Method of automatically limiting access following a file system authorization failure
Original Publication Date: 2001-Nov-03
Included in the Prior Art Database: 2003-Jun-20
Method of automatically limiting access following a file system authorization failure Disclosed is a method for creating a new authorization check point in the logical file system of a UNIX* based OS. It will automatically limit access on the number of access failures returned by the underlying physical file systems. There are two keys to security on a computer system: authentication and authorization. Authentication put simply , you are who you say you are. This is typically done with log in names and passwords. You say you are "jones" and then you must authenticate yourself with the appropriate password for "jones". Authorization is when you have already been authenticated, but now you are allowed certain restricted access permission within the system. The log in name can also be locked preventing login on that name until an administrator takes action to allow that login name access to the machine. This disclosure proposes enhancements to the logical file system layer of a UNIX base OS to automatically limit access for a user process following an authorization failure from a physical file system.
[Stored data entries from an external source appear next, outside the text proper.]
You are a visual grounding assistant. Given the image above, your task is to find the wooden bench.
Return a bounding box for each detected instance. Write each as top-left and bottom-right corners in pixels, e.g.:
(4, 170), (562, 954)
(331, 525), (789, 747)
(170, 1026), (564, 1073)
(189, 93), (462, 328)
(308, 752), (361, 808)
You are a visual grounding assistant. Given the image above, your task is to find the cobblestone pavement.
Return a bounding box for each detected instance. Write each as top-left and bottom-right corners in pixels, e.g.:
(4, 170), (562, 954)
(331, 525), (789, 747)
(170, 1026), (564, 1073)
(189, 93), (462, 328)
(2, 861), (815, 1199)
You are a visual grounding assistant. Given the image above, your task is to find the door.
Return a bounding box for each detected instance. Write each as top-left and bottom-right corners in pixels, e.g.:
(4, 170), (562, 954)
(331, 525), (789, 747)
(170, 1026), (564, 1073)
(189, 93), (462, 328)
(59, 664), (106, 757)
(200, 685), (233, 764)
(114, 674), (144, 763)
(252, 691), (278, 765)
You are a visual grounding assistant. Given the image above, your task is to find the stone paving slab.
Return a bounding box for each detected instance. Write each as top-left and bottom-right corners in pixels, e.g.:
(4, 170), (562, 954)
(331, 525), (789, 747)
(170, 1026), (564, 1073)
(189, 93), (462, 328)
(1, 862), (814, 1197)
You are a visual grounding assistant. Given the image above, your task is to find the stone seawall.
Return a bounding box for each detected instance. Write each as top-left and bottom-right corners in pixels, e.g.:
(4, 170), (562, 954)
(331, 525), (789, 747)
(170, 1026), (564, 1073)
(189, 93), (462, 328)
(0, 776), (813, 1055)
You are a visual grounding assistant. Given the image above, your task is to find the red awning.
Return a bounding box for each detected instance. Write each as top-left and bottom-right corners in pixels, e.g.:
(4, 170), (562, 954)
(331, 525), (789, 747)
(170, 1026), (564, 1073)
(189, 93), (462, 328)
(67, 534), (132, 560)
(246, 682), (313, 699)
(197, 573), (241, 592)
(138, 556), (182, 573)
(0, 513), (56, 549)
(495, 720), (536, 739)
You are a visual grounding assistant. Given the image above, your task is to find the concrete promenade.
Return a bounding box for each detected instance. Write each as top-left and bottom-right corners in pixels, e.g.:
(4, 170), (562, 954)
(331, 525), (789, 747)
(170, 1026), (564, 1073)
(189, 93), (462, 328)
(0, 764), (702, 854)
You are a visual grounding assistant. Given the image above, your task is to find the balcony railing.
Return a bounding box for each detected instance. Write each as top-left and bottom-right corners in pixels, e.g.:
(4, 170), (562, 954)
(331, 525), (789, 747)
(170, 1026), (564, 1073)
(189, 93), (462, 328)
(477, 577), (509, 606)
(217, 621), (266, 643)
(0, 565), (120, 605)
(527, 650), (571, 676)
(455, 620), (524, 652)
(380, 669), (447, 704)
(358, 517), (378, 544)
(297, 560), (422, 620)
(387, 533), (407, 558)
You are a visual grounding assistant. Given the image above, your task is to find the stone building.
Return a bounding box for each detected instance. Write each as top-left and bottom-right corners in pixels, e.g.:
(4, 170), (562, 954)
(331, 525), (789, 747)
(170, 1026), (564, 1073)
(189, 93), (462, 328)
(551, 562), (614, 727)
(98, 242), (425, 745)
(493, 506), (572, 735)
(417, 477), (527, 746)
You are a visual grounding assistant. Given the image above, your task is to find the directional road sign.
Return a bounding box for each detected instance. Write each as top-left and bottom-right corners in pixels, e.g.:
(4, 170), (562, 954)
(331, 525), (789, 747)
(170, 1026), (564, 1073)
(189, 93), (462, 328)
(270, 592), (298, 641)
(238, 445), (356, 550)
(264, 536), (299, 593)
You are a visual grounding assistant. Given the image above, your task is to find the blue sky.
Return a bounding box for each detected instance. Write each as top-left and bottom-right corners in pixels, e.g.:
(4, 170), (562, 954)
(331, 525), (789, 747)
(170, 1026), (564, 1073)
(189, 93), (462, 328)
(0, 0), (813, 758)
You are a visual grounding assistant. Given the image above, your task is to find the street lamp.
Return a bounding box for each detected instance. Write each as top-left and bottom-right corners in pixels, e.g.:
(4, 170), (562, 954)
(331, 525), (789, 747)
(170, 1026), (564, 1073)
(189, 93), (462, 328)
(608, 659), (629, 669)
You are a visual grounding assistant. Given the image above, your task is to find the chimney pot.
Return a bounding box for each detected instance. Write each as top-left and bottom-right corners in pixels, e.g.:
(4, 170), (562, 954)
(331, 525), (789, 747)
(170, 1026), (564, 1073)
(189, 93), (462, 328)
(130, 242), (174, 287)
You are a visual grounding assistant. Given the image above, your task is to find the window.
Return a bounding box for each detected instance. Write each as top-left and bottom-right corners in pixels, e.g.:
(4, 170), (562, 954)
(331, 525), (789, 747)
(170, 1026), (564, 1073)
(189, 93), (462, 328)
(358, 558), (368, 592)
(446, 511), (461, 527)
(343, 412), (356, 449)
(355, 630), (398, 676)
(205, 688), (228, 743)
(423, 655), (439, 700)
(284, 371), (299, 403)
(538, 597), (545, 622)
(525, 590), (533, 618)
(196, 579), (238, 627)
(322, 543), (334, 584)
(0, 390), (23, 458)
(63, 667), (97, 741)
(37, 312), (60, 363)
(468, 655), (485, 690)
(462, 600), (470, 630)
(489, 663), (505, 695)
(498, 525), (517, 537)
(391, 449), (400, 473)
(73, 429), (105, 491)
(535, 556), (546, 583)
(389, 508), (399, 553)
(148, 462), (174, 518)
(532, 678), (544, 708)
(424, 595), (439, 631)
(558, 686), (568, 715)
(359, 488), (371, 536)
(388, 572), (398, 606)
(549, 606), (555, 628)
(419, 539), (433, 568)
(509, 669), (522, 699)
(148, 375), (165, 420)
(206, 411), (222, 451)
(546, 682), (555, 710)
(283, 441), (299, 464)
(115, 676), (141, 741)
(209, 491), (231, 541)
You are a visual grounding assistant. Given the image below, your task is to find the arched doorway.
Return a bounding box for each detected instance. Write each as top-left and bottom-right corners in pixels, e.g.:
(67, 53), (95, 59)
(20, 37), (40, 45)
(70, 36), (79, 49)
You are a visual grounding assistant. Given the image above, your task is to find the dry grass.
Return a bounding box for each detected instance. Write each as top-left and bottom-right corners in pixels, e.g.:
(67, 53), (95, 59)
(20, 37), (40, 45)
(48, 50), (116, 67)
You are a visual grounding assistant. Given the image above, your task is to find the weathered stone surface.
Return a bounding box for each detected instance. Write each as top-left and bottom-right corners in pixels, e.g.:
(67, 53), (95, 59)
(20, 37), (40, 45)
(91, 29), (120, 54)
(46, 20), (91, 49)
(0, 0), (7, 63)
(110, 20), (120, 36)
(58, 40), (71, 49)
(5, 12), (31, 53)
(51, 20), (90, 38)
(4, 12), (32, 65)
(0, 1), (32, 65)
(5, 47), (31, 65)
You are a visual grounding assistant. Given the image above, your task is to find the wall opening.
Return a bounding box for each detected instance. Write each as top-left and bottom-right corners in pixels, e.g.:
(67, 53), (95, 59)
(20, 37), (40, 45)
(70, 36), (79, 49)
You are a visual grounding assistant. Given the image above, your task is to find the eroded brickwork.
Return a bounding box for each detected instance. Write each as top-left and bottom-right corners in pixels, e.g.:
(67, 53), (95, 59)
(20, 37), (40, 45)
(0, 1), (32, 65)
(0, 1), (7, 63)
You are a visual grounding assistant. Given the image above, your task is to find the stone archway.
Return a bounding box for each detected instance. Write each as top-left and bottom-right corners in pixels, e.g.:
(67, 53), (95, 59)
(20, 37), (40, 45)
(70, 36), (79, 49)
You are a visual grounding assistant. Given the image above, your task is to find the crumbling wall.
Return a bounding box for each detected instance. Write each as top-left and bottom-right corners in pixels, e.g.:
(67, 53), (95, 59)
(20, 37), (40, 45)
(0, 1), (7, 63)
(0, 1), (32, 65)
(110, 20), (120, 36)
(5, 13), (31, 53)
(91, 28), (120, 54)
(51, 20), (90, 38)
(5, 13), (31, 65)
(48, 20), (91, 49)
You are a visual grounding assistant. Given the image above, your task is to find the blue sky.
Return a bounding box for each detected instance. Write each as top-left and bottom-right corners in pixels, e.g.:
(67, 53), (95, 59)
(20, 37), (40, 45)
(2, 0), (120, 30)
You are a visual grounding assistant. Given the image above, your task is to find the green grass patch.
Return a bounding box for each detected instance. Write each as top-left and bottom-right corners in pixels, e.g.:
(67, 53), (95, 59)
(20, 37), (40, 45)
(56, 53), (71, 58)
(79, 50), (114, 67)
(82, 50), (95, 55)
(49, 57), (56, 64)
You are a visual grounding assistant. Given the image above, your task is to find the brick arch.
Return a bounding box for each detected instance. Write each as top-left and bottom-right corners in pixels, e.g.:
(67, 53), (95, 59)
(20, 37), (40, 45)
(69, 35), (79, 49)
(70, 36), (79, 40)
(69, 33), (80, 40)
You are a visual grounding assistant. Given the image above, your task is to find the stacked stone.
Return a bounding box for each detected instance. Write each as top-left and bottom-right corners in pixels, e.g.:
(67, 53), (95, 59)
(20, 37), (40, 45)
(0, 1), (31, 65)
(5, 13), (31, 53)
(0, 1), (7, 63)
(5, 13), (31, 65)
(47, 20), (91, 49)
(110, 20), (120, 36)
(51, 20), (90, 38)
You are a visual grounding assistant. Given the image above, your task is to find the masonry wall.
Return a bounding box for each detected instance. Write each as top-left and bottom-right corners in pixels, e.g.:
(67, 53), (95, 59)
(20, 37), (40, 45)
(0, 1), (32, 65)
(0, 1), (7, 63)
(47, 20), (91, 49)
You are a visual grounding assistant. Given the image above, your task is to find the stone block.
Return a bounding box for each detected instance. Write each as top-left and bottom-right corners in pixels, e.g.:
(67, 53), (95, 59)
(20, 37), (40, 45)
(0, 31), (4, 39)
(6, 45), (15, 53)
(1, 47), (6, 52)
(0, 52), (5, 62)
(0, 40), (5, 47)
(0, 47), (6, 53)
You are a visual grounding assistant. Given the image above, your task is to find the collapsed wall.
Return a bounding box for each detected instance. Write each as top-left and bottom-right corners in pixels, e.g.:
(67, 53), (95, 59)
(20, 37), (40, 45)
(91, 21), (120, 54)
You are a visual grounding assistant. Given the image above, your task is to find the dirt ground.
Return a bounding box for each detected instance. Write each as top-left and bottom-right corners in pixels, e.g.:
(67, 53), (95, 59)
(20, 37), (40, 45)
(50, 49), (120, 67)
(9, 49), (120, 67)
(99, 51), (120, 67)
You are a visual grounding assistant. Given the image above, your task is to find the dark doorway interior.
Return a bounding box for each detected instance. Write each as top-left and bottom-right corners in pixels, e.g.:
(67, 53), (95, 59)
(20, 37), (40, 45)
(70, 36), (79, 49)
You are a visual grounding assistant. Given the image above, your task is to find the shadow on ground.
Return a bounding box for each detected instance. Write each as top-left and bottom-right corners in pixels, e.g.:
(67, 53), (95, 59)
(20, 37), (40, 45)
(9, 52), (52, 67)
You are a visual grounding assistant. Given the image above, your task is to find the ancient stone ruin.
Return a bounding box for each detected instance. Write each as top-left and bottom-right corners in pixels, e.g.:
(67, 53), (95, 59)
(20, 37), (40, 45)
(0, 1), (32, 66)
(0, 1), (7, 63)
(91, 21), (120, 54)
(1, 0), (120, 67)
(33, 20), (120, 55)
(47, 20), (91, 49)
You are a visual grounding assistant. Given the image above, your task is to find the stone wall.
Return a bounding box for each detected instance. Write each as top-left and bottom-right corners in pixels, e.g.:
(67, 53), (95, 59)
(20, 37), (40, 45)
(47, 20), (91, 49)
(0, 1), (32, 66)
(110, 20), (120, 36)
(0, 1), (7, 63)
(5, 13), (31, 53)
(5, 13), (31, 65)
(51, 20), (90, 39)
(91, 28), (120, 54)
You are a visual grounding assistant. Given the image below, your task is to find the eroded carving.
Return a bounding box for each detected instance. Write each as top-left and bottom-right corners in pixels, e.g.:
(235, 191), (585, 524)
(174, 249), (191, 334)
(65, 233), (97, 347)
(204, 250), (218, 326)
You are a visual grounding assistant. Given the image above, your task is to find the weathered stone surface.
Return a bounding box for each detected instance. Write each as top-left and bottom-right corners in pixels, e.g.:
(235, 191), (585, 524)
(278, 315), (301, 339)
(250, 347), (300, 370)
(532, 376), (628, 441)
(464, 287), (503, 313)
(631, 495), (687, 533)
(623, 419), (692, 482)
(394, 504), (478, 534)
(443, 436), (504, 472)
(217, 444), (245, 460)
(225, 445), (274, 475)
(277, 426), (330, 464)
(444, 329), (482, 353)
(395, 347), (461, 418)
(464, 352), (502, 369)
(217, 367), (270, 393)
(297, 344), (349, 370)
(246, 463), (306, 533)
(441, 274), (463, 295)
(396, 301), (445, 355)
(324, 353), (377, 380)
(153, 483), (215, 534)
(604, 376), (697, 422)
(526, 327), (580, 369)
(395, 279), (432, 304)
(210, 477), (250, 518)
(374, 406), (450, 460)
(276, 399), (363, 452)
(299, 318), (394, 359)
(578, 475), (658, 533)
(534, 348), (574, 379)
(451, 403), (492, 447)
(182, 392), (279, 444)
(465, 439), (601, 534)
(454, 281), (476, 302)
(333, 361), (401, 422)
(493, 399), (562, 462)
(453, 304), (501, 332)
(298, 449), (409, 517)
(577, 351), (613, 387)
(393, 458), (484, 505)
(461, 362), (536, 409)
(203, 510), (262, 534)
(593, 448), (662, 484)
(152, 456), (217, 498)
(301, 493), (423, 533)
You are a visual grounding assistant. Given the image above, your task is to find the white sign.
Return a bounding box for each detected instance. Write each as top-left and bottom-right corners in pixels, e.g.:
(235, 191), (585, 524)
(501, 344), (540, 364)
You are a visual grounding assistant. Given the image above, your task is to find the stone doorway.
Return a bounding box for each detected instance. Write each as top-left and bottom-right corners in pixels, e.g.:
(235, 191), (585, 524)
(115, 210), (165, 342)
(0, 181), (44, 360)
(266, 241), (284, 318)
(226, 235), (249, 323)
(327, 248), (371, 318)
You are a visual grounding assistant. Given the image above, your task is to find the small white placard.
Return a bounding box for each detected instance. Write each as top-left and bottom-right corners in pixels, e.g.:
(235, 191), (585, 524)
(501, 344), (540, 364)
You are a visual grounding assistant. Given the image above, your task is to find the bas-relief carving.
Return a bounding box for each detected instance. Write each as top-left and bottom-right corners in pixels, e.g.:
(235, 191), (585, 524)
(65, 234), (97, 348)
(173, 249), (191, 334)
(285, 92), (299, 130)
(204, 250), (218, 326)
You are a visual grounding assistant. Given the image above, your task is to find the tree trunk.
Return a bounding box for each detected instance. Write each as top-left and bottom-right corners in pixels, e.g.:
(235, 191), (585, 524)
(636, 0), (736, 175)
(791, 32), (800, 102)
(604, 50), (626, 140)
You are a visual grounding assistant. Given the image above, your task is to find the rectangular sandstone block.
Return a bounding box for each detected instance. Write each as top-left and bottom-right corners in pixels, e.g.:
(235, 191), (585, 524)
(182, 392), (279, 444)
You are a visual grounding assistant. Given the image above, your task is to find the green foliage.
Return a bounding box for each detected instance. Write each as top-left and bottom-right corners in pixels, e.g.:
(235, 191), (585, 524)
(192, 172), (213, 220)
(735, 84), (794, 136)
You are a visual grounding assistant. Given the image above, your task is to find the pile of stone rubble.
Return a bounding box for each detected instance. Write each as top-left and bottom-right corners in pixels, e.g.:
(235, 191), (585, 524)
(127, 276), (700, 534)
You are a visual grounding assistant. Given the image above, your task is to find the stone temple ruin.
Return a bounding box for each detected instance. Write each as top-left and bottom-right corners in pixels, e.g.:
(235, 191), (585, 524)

The logical file system which is a set of kernel utilities that abstract a physical file system away from the OS on which it is running will increment an access failure counter in the user block for the running process whenever a physical file system denies access to a file or directory that the user is attempting to access. When this access failure counter reaches an administrator assigned limit for a specific user, the process can be terminated, the login session terminated, the process interrupted, or denied access to all physical file systems. In essence the user process is locked out of the system. This administrator defined limit could also be automatically reduced each time the failure threshold is reached. The logical file system could also send some type of notification to the administrator of the action taken so that the administrator can take appropriate action.